Tuesday, March 19, 2013

If every pin is special, none of them are

I am starting to resent Pinterest.

Don't get me wrong. I love it. It is a wealth of ideas, and I use it exclusively for party planning and recipe-finding.

But I worry that soon we will all have the same decor (to be fair, this has been a fear of mine since the invention of the Internet, Mommy Bloggers, and Relief Society). The same parties. We'll play the same New Year's Eve Party games.

We will all be crafting robots. Our children will be churning out paper-plate panda bears and friendship bracelets like assembly-line workers.

If my Kindergartner comes to school without the specialized training that only elaborate schemes involving lamination, intricate scissor work, and hours of prep time done by me can provide (like memorization of the ABC's for instance), will they ever succeed? Or should I just give up now?

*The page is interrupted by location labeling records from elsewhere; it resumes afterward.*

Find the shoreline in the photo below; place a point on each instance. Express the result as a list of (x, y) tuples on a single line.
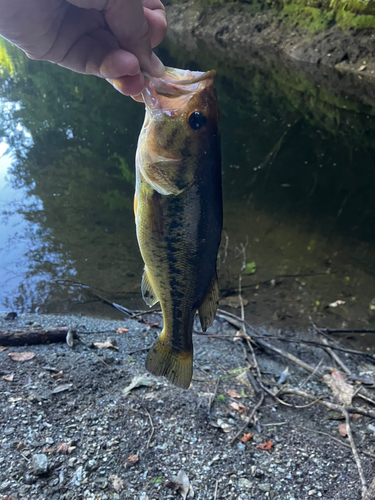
[(230, 28)]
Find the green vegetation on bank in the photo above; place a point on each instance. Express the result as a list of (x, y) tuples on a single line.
[(313, 15)]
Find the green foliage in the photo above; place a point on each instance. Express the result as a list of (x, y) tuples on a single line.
[(347, 20), (312, 18), (6, 65)]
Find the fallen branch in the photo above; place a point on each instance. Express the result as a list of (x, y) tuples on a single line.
[(370, 495), (355, 454), (328, 404), (33, 336), (370, 455), (248, 420), (212, 399), (152, 427)]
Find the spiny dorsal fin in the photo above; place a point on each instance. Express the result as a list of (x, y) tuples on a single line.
[(207, 310), (148, 294)]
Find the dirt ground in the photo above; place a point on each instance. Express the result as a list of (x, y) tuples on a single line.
[(229, 25), (71, 437)]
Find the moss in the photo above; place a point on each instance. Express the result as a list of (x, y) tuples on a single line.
[(346, 20), (312, 18)]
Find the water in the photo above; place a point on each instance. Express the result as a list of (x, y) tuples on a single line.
[(298, 176)]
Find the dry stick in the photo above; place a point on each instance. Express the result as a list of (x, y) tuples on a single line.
[(311, 374), (370, 495), (336, 358), (283, 339), (213, 397), (355, 454), (102, 360), (152, 427), (249, 418), (332, 406), (334, 439), (216, 485)]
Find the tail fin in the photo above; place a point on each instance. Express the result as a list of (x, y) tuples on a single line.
[(177, 367)]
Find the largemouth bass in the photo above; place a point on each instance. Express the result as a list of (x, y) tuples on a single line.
[(178, 211)]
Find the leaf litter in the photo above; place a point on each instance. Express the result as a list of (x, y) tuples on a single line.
[(110, 343), (21, 356), (138, 381)]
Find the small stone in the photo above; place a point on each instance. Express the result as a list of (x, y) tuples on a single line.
[(4, 485), (264, 487), (10, 316), (39, 464), (91, 465), (244, 483)]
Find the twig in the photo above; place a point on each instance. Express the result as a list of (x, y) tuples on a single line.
[(260, 340), (370, 495), (334, 439), (152, 427), (225, 314), (248, 420), (336, 358), (311, 374), (355, 454), (275, 423), (216, 485), (139, 350), (328, 404), (102, 360), (213, 397)]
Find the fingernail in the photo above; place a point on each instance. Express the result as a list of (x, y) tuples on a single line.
[(157, 66)]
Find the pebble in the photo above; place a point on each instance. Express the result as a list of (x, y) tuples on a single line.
[(244, 483), (264, 487), (77, 476), (39, 464), (4, 485)]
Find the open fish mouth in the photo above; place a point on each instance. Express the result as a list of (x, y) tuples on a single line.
[(172, 91)]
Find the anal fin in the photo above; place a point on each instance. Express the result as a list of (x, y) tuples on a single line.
[(148, 294), (176, 366), (207, 310)]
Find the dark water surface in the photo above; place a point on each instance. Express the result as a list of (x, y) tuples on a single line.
[(298, 178)]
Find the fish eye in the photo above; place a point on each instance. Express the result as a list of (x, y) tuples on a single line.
[(197, 120)]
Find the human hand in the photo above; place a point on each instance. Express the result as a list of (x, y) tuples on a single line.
[(112, 39)]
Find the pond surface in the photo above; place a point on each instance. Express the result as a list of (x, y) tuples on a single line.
[(298, 177)]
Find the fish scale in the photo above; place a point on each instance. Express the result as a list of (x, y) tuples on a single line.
[(178, 209)]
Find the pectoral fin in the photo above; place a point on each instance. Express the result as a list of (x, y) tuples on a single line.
[(167, 176), (207, 310), (148, 294)]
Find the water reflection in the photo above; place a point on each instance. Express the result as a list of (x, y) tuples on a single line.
[(298, 170)]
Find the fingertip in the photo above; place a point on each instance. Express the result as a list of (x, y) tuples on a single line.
[(157, 67), (119, 63), (128, 85)]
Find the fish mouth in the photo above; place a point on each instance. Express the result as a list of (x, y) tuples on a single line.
[(172, 91)]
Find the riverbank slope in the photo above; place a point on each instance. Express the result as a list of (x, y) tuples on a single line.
[(333, 38)]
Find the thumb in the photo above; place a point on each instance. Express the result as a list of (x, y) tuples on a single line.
[(128, 23)]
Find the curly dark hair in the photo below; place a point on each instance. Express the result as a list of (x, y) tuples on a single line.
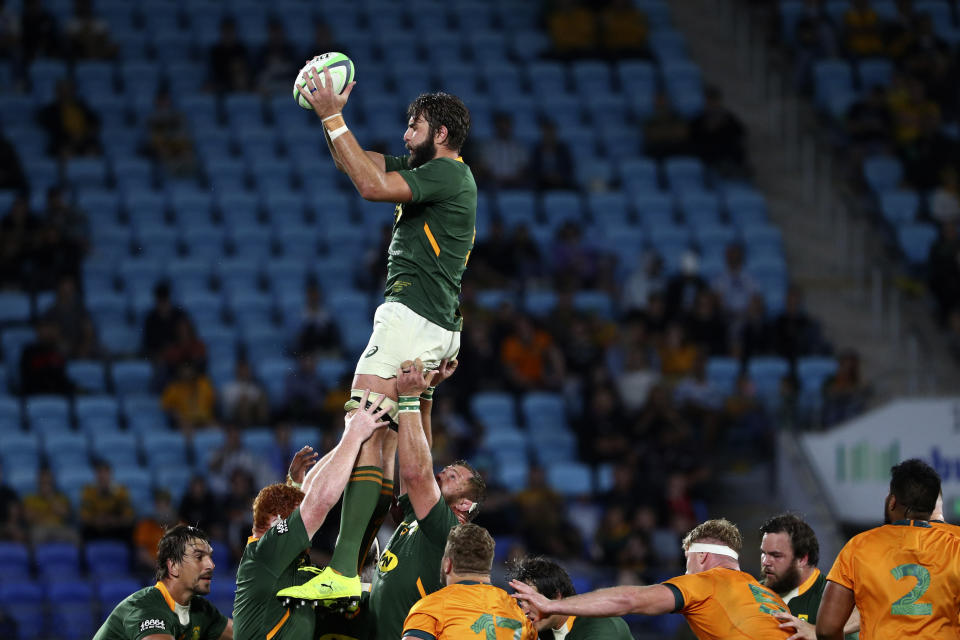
[(173, 546), (803, 541), (274, 499), (443, 110), (916, 486), (545, 574)]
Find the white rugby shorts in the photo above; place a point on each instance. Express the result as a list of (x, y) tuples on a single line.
[(401, 334)]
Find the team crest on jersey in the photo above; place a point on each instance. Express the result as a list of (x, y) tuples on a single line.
[(388, 562), (152, 623)]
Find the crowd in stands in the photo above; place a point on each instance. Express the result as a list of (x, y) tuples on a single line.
[(898, 130), (627, 344)]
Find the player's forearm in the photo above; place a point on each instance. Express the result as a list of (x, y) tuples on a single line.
[(416, 465), (614, 601)]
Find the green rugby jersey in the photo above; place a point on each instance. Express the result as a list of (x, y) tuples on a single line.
[(804, 601), (152, 611), (433, 235), (269, 564), (409, 567)]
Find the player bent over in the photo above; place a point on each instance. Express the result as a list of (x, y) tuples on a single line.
[(434, 228)]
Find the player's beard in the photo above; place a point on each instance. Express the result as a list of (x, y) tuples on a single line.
[(789, 581), (423, 153)]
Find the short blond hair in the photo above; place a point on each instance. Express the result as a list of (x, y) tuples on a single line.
[(720, 531)]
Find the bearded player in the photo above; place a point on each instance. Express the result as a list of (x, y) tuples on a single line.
[(434, 228)]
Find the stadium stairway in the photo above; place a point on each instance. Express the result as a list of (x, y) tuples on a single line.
[(837, 277)]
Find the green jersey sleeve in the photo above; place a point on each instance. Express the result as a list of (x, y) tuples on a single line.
[(437, 524), (439, 179), (282, 543)]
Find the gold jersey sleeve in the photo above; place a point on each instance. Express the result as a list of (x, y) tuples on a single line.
[(905, 579), (727, 604), (468, 610)]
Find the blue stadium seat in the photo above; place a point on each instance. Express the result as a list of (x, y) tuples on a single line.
[(131, 377), (899, 205), (88, 375), (915, 242), (882, 173), (570, 479)]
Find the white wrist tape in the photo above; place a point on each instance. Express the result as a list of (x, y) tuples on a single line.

If my First Grader leaves the house with a square sandwich (remember those? I'd do a tutorial, but it might just blow your mind), baby carrots (NOT whittled into a working whistle), a cookie (chocolate chip - they're good and homemade, cause that's how I roll, but they are just the recipe on the back of the chocolate chips package, and they're just called 'chocolate chip cookies') and a water bottle (with the original label from the manufacturer attached - will she know I love her if I don't make a label declaring it for her mid-day break?) for lunch, will her future endeavors be compromised?

I fear the day every child brings a Kleenex box monster Valentine box and homemade valentines to school with clever sayings about goldfish or cake pops (oh, the cake pops!).

And what of simple pallets? The run on that market that Pinterest is creating will, I predict, cause the price of pallets to skyrocket. I wonder if in a few years people will be building things out of actual wood from the lumber store because it will be cheaper than using a pallet?

A few months ago, when I was planning Samera's birthday party, I had the oddest experience: A friend of mine asked what we were doing, and I began to explain. She kept oohing and ahhing over my explanations of very last-year things (Samera refused to be swayed. I tried. A baking party? Yes, very cute. But it's been done. Over and over. Apparently kids aren't as concerned about originality as adults are. I should remember this.).

Her enthusiasm was distressing me. I couldn't get a good read on why she was so excited. Was she mocking me? She finally exclaimed over my creativity and asked how in the world I had thought of it all.

What kind of mind game was this???

And then:

Ah. The last person on earth to be introduced to Pinterest.

It all made sense.


It was so confusing for me.

I wanted to bear my testimony of the wonders of computerized pinning and how her life would be enhanced,


I also wanted to tell her to cherish her naivete. To bask in glorious ignorance of the 500 uses of hydrogen peroxide for as long as possible.

Because there are some bells that you simply can't un-ring.

Although I'm sure someone will figure out how to eventually, and they'll do a tutorial. It will probably involve coconut oil or protein powder. Or an Altoids tin. And possibly an armoire*.

And we'll all pin it.

*seriously, why do people assume I have hundreds of armoires lying about my house, empty and useless? If I have the money for an armoire (have you ever priced armoires? Those puppies are spendy!), I have the money for whatever piece of furniture you can make an armoire into.


Emily said...

I know, I know, it's all true. But every time you repin something of mine, in my head I'm like, Yes! My kids' birthday parties are bland, I've never spray painted furniture, and I don't juice, but at least I have good taste! If not motivation.

Kimi Lou said...

Touchie. Or is it touche? You're brilliant anyway! I love you!